Bu sezon başı Mecnun başkanın görevi bırakmasıyla oluşan bir boşluk yaşadık. Bunu da normal karşılamak gerekir. 20 yılı aşkın süredir istikrarlı bir şekilde yürüttüğü başkanlığı bırakması takımın tüm hücrelerinde bir gevşeme oluşturduğunu belirtmek gerekir. Bahattin Eke’nin başkanlığı iyi niyetle sürdürdüğünü ve önemli maddi manevi fedakârlık yaptığında hemen eklemeliyim. Yalnız kulüpte bazı sıkıntılara çözüm bulamadığını düşünüyorum. Bu çözülmeyen sıkıntılar takıma başarısızlık noktasında önemli zararlar verdi. En önemlisi ise yönetim kurulunda birlik beraberlik olmayışı idi. Daha önceki yönetimi düşünecek olursak; belli bir sayıda yönetim kurulu üyeleri her ne kadar çok görüntü vermeseler de devamlı kayıtsız ve şartsız destek verdiler.

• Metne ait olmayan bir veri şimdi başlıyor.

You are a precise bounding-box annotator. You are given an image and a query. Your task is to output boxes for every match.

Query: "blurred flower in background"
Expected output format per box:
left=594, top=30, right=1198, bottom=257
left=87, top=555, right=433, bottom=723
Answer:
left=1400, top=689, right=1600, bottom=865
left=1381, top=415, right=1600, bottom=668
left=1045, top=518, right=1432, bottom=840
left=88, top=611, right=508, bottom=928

Daha önce de sıkıntı yaşanan takım ile taraftar birlikteliğinde bu dönem daha dai gerildi. Bu noktada da taraftarlar takımı yalnız bıraktı, diyebilirim.
Yönetimsel sıkıntıların yanı sıra sezon başında Bülent hoca ile yapılan transferlerin birçoğunun oldukça yetersiz olması derim. Şimdi takıma bakalım, bu sezon başı takıma katılan hangi oyuncu üst düzey katkı sağladı. Bence yok denecek kadar az. Böyle bir durumda da başarılı olmak gerçekten çok zor bir durum. Bunlara ilaveten son dakikalarda kaybettiğimiz şansız puanlarda çabası diyebilirim.
Yukarda sıraladığımı zorlu süreç birçok takımda yaşanabilir. Bu durum spor da hep vardır. Ama bu camialar bu sıkıntıları bertaraf edebilmesi için tek ilaç vardır, O da birlik ve beraberliktir. Geçtiğimiz hafta kaybettiğimiz maç sonucu bazı oyuncuları linç etme çabalarımız bu takıma hiçbir katkı vermez. Özelliklede hakaret ve küfür gerçekten bizlere yakışmayan bir durum. Yigidoya küfür yakışmaz. Eleştiri tabi ki olacak ama hakaret ve küfür olamadan olursa anlam kazanır. Tamam, hepimiz çok üzülüyoruz. Lakin bu üzüntümüzü başaklarını üzerek düzeltmeye çalışmayalım.
Bu sıkıntılı süreçten kurtulmak için öncelikle içinde bulunduğumuz konumu unutup önümüzdeki oynayacağımız maçlara konsantre olmalıyız. Bunun için de şehir, takım ve taraftar herkesin birlik beraberlik içerisinde hareket edip tek vücut olması gerekir. Geçmiş maçlara yapılacak hiçbir şeyin olmadığını hepimiz çok net biliyoruz. Onun için tekrar tekrar geri dönüp o maçları hatırlamamıza gerek dahi yok. Önümüzdeki ilk maça konsantre olup yolumuza devam etmeliyiz, şayet bu birlikteliği sağlarsak takımımızı bu uçurumun kenarında almış oluruz. Haydi, Yigidolar hep birlikte güzel günler ediyorum.